Du Yang said that the high-quality development of the banking industry will continue to deepen in the second half of the year, and the quality and efficiency of serving the real economy is expected to be further improved. Credit allocation places more emphasis on "precision and direct access", focusing on the major opportunities brought by the "five major articles" to support the development of new quality productivity. Profits have rebounded significantly, and net interest margins have steadily recovered. Banks will expand revenue channels through more diversified and integrated financial services and continuously improve the sustainability of business development. We will continue to increase the disposal of non-performing assets, pay attention to risk identification and resolution in key industries, increase capital replenishment, and thicken the risk buffer.
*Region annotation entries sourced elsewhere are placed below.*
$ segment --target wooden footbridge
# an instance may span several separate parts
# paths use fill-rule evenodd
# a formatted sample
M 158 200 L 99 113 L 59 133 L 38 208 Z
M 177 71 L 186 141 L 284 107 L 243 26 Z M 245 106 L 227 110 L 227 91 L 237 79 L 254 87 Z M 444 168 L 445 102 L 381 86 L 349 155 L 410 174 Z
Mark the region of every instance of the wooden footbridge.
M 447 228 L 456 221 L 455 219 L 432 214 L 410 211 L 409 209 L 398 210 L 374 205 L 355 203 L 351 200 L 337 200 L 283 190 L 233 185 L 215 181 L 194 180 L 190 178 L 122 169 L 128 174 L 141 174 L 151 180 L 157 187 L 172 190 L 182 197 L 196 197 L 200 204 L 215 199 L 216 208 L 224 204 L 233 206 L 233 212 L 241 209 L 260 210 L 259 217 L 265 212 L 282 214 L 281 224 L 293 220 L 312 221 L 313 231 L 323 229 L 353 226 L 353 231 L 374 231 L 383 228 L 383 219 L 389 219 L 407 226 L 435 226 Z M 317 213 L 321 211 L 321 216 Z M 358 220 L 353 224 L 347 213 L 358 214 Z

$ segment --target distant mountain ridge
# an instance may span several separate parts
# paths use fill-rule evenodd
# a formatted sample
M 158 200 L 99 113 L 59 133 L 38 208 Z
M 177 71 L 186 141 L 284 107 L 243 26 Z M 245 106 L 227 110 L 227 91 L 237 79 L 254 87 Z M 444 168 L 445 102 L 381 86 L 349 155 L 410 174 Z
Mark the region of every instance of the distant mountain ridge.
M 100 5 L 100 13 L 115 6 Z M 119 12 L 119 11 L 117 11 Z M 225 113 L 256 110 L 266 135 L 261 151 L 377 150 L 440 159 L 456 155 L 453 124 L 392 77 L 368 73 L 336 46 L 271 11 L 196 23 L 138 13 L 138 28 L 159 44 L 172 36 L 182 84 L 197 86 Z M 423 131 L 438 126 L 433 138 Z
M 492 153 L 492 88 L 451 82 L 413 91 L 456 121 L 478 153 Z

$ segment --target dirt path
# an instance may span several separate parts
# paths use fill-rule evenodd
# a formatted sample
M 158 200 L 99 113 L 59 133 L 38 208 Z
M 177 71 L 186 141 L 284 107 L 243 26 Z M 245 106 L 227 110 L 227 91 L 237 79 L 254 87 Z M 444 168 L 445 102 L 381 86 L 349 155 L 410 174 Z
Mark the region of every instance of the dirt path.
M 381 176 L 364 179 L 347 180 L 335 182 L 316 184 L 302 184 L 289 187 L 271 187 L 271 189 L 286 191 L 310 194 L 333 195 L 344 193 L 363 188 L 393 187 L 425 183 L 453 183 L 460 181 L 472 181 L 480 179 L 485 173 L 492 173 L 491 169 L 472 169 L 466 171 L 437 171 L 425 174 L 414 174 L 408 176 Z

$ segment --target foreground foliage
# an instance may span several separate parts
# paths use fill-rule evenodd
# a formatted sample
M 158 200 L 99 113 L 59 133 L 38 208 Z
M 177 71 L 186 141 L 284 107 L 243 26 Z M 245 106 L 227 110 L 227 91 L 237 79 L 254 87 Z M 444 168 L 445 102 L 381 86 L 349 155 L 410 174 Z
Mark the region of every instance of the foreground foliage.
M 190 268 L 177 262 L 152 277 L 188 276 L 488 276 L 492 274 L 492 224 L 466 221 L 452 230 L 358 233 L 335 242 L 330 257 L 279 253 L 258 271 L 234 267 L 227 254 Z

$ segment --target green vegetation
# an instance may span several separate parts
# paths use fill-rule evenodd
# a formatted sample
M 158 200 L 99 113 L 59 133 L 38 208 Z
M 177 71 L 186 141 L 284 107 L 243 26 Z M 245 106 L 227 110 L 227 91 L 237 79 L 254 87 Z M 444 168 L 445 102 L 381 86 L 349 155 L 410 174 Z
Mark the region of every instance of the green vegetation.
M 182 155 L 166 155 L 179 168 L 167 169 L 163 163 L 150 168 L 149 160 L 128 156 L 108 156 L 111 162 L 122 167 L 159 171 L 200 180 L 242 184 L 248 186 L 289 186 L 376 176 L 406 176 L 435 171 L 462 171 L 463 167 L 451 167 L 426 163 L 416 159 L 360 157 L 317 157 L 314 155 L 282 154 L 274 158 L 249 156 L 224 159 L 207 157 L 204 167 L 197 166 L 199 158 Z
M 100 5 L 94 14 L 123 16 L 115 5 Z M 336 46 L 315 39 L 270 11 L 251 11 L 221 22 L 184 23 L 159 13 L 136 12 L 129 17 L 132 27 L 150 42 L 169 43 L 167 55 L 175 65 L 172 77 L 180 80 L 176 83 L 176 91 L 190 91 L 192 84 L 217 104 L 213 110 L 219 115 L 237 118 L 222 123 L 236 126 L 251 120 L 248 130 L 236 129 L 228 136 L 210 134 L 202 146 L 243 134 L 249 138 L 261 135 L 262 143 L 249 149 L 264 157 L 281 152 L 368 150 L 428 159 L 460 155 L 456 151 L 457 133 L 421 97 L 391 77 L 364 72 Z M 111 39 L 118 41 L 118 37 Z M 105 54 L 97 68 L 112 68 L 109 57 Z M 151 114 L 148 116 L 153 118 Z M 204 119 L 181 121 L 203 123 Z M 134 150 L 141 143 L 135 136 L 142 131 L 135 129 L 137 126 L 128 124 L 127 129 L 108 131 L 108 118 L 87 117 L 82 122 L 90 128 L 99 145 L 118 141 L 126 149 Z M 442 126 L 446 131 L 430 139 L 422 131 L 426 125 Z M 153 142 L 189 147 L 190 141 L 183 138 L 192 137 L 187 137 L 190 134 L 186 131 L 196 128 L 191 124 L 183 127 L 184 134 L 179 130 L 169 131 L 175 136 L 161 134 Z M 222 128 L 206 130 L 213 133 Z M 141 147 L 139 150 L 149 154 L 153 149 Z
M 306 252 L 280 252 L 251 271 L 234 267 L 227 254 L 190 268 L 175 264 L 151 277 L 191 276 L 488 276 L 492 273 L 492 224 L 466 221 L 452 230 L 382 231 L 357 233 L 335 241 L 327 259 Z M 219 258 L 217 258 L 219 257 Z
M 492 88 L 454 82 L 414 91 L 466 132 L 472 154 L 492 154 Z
Li Lianchao said that the growth rate of net profit in the banking industry may still decline in the second half of the year. On the one hand, the net interest margin is still under pressure to continue to narrow. At this stage, the net interest margin income of my country's commercial banks accounts for about 80% of the revenue, which means that the change in net interest margin has a significant impact on net profit. On the other hand, based on the need to stabilize growth, the yield on long-term treasury bonds continues to decline, and the LPR still has room to fall in the second half of the year. Banks generally stated that there is still downward pressure on asset returns in the future. At the same time, "asset shortage" is still the main problem facing banks. In the future, it will be more difficult to find high-quality credit assets that match risks and returns, and it will be difficult to fill the demand gap caused by the lack of real estate and platform projects.
"Against the backdrop of overall insufficient effective credit demand, banks are under great pressure to match their assets and liabilities. At present and in the future, how to reduce liability costs is an issue that banks urgently need to address," said Li Lianchao.